Now that the season is over, Major League Baseball has a question: Where did all the fans go?
Total attendance this season was 45.3 million fans, a 37-year low. That is down from the 68.5 million who came out for baseball’s last full season in 2019.
Now there were some factors in the low number. The COVID-19 pandemic limited attendance for a large chunk of the season and because of travel restrictions, Toronto played much of the first half in alternate sites.
That still doesn’t explain why six teams – Baltimore, Miami, Pittsburgh, Oakland, Tampa Bay and vagabond Toronto — failed to draw a million fans, a routine number for major league franchises. Four others – Arizona, Detroit, Cleveland and Kansas City—barely topped that benchmark. The bottom feeder is Miami, which drew a paltry 642,617, down from the 811,000 the Marlins drew in the last two full seasons.
All of this is alarming as baseball tiptoes into talks for a new collective bargaining agreement with the Major League Players Association.
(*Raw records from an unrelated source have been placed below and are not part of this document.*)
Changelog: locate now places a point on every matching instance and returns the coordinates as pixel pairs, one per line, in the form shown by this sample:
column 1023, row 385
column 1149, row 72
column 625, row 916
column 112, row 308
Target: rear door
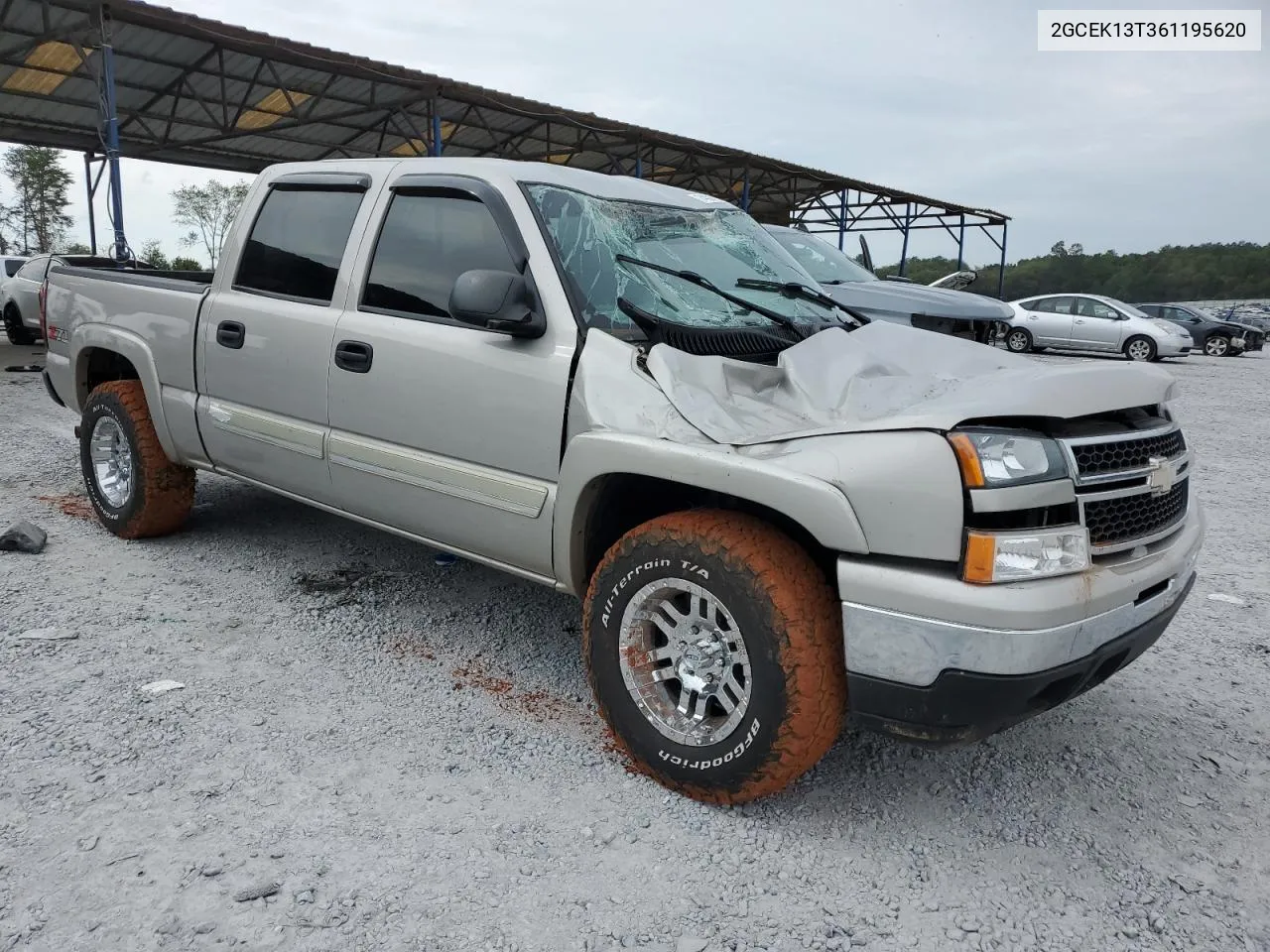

The players are unlikely to sympathize with hand-wringing by the owners over reduced revenue.
As unpleasant as the attendance figures for this season are, what is just as frightening is the downward spiral the game has experienced since its record number in 2007 when 79.4 million fans bought tickets to games. That number has dropped every year since, a trend that has caught the attention of the game’s movers and shakers.
Part of the problem may be the love affair baseball fell into with “New Age” ideas that have altered the game dramatically. The game once was delicately balanced between offense and defense, carefully constructed to make each a vital element in winning and losing.
No more.
Modern baseball is top heavy with defensive shifts, strikeouts and walks, reducing action on the field. Batters use uppercut swings aiming for the fences because home runs are the glamour way to score runs rather than being bothered with situational hitting, advancing runners, emphasizing strategy, trying to outsmart the other team.
This is a function of advanced statistics. Every team has an analytics department providing data calculations that do not always consider the abilities and instincts of the players. Much of what goes on in games is ordained by front offices occupied by computer experts.
The result is a different game than the one that was played a decade or so ago and for 100 years before that. The fans seem to have noticed the change and may be expressing their opinion by staying home.